Possible, I suppose, but I've never heard of it, and I think it would take a whole lot more than growing out of the Santa fantasy to cause the kind of lingering problems you seem to be referring to.

I don't "seem to refer" to these other problems. I explicitly state and describe them. If there is a part you don't understand, please ask for clarification.

 

BTW, I was one of those kids who kept up a pretense of believing in SC for a year or so longer than I actually did just because I could tell that my parents derived some enjoyment from the charade and I didn't want them to grow up too quickly. I was suprised to learn later that many other children were also SINO (Santa-believers In Name Only).

 

Why would you expect me to accept your experience as legitimate if you discount mine just because you personally don't know me or anyone else who was traumatized by dishonest parents? I personally know a person who started questioning god because he found out that Santa was not real. This tells me kids WILL question their parents' teachings if intentionally deceived. Your kids, when and if you have them, might end up rabid evangelicals because they:

 

1. were taught to believe in a skydaddy i.e. Santa Clause.

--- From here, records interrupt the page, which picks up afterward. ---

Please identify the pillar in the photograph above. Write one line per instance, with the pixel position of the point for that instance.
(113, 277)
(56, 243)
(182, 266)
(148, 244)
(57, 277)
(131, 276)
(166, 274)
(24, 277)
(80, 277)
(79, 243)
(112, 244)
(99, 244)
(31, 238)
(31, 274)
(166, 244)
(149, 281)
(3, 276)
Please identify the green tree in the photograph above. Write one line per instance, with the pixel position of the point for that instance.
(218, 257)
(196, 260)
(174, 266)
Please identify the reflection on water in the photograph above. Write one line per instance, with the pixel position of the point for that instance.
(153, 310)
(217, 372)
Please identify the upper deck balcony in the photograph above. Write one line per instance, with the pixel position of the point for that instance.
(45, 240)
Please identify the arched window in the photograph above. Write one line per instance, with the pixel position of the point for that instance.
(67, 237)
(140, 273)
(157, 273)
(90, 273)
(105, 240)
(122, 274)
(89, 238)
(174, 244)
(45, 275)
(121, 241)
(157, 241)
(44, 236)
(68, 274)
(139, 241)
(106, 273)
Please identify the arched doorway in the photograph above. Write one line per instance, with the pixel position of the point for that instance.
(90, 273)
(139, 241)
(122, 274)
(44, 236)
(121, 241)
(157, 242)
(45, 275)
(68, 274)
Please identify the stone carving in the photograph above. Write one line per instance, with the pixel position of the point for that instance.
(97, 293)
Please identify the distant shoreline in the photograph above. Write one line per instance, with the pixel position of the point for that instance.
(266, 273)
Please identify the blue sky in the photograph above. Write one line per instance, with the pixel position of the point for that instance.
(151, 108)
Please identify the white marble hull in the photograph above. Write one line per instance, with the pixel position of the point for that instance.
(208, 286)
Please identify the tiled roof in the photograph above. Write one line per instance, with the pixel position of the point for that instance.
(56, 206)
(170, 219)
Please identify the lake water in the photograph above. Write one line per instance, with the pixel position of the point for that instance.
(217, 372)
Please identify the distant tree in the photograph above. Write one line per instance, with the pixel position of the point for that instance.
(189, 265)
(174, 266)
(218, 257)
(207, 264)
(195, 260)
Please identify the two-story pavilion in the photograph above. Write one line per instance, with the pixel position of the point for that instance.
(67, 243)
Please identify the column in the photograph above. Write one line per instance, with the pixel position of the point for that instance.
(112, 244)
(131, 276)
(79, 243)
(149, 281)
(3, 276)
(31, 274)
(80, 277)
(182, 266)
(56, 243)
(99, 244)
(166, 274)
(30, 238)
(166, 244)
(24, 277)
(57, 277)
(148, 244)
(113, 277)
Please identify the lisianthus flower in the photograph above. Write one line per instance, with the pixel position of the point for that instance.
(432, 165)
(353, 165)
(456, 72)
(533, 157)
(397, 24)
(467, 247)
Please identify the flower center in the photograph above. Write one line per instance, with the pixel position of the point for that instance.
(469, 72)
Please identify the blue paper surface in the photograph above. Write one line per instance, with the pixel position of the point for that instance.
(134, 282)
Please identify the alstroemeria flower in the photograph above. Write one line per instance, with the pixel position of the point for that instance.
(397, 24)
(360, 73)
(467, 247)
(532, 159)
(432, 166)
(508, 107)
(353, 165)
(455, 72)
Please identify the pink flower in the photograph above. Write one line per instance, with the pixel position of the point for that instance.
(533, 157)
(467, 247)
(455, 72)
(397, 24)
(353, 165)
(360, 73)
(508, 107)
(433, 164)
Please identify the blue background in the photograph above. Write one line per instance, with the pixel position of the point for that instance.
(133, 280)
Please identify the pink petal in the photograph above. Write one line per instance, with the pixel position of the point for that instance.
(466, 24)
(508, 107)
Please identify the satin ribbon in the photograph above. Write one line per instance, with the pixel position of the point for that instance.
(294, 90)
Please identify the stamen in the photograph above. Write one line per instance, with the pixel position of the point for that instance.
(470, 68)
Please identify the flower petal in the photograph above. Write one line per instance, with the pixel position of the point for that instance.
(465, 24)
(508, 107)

2. found out you intentionally deceived them--evidence of your godlessness.

3. want to do better by their kids than they were done by.

 

DigitalQuirk said in Post 7:

 

Well, I have a son and have dealt with this very issue. From the outset, I told him that Santa Claus was just "Make Believe" as soon as he was old enough to understand what Santa was. This also included a lesson on what "Make believe" was, and why people enjoy playing "Make believe" sometimes.

 

In my opinion, this is the most fair compromise suggested so far, and I could live with that. It allows for the fun and imagination and critical thinking. It does not leave the child feeling deceived because the child knows:

 

1. it's all make-believe, or at least

2. that the parent is skeptical, which makes it okay to question/not believe.